The Moors regarded green or white as pleasant and well-omened colours, symbolic of the angels and of all good fortune. Perhaps this preference was suggested to them by the cool oasis in the desert. Nevertheless, when Ibn-Hud became ruler of Andalusia, his shields and banners were black, as well as his costume. Black, too, was the colour adopted by the Abbaside Sultans, to whom Ibn-Hud was subject. Under the Beni-Nasr and Beni-Alahmar, this gloomy hue was changed, as we have seen, to purple or to scarlet, though black continued to be used in sign of mourning.

V
THE TUNIC OF BOABDIL EL CHICO
(National Museum of Artillery, Madrid)

The chronicle says that Abu-Said, “the Red,” who was assassinated at Tablada, under the walls of Seville, by Pedro the Cruel, was clothed in scarlet at the time of that atrocious deed. Boabdil was also clothed in red at the battle of Lucena. The History of the House of Cordova, from which I have already quoted, says: “Il était armé d'une forte cuirasse à clous dorés, doublée de velours cramoisi, d'un morion teint de grenat et doré…. Sur sa cuirasse était passé un caban de brocart et de velours cramoisi” (Plate [v].). Eguilaz quotes a further passage from Hurtado de Mendoza, to prove that red continued to be the official colour of the Moorish rulers of Granada; for when the Moriscos had risen in the Alpujarra, and met together to invest their leaders, Aben-Abu and Aben-Humeya, with the insignia of royalty, they clothed the former in a red costume and the latter in purple, “passing about his neck and shoulders a red token in the form of a scarf.”[12]

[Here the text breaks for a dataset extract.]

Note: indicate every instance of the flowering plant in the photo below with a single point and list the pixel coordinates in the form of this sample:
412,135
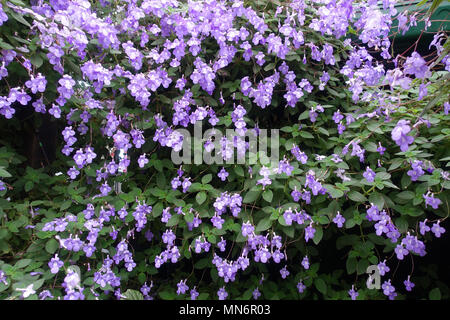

As I remarked in speaking of the tiraz, the clothing of the Moorish kings of Spain was of the richest quality obtainable, massively wrought, embroidered in colours and in gold, and bearing “sometimes a prince's name, sometimes his device or motto, or even a portrait of himself embroidered on the right breast of his caban or robe, thus following the fashion of the monarchs of Assyria and Persia.”